Ganatra et al., 2019 [4]	Chimeric antigen receptor T-cell therapy for cancer and heart: JACC council perspectives	Retrospective study
Burns et al., 2021 [5]	Cardiotoxicity associated with anti-CD19 chimeric antigen receptor T-cell (CAR-T) therapy: recognition, risk factors, and management	Review

Monitoring Cardiotoxicities

Due to the complications that CAR-T cell therapy results in, monitoring the adverse events are necessary. As the therapy is new, the following steps were recently added to monitor patients who are getting medicated as follows. The patient is to be monitored on days zero, three, and seven from the infusion of CAR-T cell therapy. If CRS happened in Grade one, no further heart monitoring is needed. If the syndrome happens in Grade two or above, the patient's troponin gets measured daily with measuring N-terminal-pro hormone vrain natriuretic peptide (NT-proBNP) on Days zero, three, and seven, telemetry monitoring continuously, and transtheoretical echo with stain. Then, the patient needs to be followed up with in one month. Additionally, all patients with a CRS grade need a cardiac follow-up every three months [1,4,17,28].

Limitations

The inclusion in the review was limited to the population of patients receiving CAR-T cell therapy for hematologic malignancies. Also, the publications included in the review were limited to full-text articles published within the last ten years, clinical trials, meta-analyses, randomized controlled trials, reviews, and systematic reviews, excluding non-English articles. There are only three retrospective studies in pediatrics and four retrospective studies in adults to monitor the cardiotoxicity associated with CAR-T cell therapy. The sample size retrospective studies were small.

Conclusions

CAR-T cell therapy has been an epic novel treatment for hematologic malignancies. However, there were several dangerous toxicities associated with the therapy. One of the important toxicities is cardiotoxicity, which is associated with the CRS. The cardiotoxicity happened in pediatrics, young adult, and adult populations. Even though the cardiotoxicity was dangerous, and life-threatening in some cases, there were not many systematic reviews on the topic.

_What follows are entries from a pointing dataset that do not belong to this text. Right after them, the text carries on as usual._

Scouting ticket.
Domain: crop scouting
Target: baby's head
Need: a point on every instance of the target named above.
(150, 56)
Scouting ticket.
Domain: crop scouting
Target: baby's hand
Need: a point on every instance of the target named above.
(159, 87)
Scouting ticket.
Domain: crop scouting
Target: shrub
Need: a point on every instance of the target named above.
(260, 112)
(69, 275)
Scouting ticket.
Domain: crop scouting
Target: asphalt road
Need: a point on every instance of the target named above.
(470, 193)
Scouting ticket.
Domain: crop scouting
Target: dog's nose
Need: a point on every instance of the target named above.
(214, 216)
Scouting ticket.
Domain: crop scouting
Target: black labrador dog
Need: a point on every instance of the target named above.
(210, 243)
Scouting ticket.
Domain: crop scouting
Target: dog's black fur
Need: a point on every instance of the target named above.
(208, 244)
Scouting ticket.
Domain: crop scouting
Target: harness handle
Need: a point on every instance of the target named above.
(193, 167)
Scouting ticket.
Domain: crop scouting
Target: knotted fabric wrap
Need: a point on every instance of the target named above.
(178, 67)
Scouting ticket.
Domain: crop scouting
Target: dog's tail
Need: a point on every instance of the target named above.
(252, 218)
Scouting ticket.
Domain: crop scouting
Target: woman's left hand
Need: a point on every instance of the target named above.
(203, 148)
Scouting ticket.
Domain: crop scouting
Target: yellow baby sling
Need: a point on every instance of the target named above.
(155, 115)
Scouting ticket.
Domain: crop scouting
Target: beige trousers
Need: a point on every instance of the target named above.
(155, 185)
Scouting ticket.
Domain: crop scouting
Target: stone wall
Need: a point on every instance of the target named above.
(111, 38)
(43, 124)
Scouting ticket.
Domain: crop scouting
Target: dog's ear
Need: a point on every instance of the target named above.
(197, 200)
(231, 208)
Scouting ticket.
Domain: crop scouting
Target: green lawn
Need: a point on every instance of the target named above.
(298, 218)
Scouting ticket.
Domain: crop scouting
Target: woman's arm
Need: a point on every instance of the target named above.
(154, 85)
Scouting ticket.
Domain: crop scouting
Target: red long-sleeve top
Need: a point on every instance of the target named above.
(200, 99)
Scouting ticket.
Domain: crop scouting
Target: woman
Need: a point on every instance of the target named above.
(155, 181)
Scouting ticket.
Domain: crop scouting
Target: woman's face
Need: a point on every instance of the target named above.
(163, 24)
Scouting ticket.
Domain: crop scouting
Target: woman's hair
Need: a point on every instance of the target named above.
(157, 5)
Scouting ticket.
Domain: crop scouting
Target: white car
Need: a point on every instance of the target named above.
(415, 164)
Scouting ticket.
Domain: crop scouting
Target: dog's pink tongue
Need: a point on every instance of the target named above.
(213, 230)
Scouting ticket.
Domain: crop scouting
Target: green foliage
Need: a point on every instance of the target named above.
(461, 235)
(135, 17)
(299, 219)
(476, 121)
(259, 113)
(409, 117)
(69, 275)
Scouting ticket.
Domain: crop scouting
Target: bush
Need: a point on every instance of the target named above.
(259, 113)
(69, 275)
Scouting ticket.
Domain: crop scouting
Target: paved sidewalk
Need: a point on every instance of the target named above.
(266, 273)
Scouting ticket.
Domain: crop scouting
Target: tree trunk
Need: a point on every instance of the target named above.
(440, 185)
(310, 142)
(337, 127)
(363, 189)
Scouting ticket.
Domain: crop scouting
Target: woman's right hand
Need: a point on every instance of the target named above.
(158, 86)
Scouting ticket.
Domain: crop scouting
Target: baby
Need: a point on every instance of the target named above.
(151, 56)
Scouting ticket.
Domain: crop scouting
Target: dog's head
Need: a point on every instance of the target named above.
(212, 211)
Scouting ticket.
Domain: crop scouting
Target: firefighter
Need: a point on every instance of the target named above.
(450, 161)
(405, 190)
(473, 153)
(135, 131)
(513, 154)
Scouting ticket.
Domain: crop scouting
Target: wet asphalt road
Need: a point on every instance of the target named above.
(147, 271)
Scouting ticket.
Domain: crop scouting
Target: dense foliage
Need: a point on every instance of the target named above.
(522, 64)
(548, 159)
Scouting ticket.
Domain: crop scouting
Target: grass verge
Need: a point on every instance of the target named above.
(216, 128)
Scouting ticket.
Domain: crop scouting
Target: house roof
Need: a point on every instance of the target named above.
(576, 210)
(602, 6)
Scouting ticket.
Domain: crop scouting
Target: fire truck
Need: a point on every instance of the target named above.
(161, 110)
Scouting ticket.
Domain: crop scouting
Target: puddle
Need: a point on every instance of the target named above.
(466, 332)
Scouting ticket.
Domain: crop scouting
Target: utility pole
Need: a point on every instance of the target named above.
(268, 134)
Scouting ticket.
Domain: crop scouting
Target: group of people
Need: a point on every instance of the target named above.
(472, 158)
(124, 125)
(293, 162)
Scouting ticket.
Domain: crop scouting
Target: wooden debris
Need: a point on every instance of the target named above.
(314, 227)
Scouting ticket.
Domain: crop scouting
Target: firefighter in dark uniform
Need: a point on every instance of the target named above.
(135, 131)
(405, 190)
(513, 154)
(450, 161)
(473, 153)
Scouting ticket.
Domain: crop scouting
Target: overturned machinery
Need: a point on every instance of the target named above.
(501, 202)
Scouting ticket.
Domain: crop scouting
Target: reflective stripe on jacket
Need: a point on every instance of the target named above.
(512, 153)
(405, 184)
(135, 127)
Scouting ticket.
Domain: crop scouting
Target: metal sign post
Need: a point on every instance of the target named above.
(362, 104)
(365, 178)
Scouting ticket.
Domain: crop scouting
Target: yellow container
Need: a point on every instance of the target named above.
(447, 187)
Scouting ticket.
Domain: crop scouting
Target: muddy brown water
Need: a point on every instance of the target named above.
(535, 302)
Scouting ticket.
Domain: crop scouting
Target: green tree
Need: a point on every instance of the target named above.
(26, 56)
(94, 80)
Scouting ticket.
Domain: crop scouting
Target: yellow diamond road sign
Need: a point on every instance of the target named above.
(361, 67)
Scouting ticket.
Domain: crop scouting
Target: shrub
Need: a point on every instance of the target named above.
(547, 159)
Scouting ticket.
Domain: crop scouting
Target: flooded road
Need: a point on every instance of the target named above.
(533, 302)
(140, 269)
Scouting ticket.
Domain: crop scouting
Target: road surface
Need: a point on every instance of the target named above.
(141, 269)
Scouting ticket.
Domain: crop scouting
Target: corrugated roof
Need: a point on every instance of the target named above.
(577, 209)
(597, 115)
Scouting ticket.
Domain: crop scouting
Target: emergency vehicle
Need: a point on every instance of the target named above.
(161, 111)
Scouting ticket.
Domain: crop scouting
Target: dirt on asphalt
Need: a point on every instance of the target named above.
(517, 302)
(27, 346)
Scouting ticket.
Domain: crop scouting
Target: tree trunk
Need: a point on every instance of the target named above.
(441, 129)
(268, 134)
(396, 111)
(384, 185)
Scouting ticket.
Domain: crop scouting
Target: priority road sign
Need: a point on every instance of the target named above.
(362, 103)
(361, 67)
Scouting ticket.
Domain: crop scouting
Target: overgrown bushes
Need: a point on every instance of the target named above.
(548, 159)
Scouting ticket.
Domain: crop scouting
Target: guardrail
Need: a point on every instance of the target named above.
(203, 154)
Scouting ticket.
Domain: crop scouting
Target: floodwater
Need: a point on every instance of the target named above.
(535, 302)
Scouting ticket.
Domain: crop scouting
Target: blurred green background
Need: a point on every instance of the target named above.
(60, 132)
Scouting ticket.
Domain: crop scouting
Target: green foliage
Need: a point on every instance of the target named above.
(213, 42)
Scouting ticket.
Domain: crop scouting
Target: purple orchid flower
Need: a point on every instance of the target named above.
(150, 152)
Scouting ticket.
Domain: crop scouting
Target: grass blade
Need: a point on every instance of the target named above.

This systematic review shed light on the cardiotoxicity that happens with CAR-T cell therapy. In the review, data from several retrospective studies and reviews were used to illustrate the cardiac adverse events that happen in adults and children. Future retrospective and prospective studies to monitor the cardiac adverse events associated with CAR-T cell therapy are encouraged. The studies will give a clearer image of the cardiotoxicity associated with CAR-T cell therapy, its severity, and its impact on patients’ overall well-being.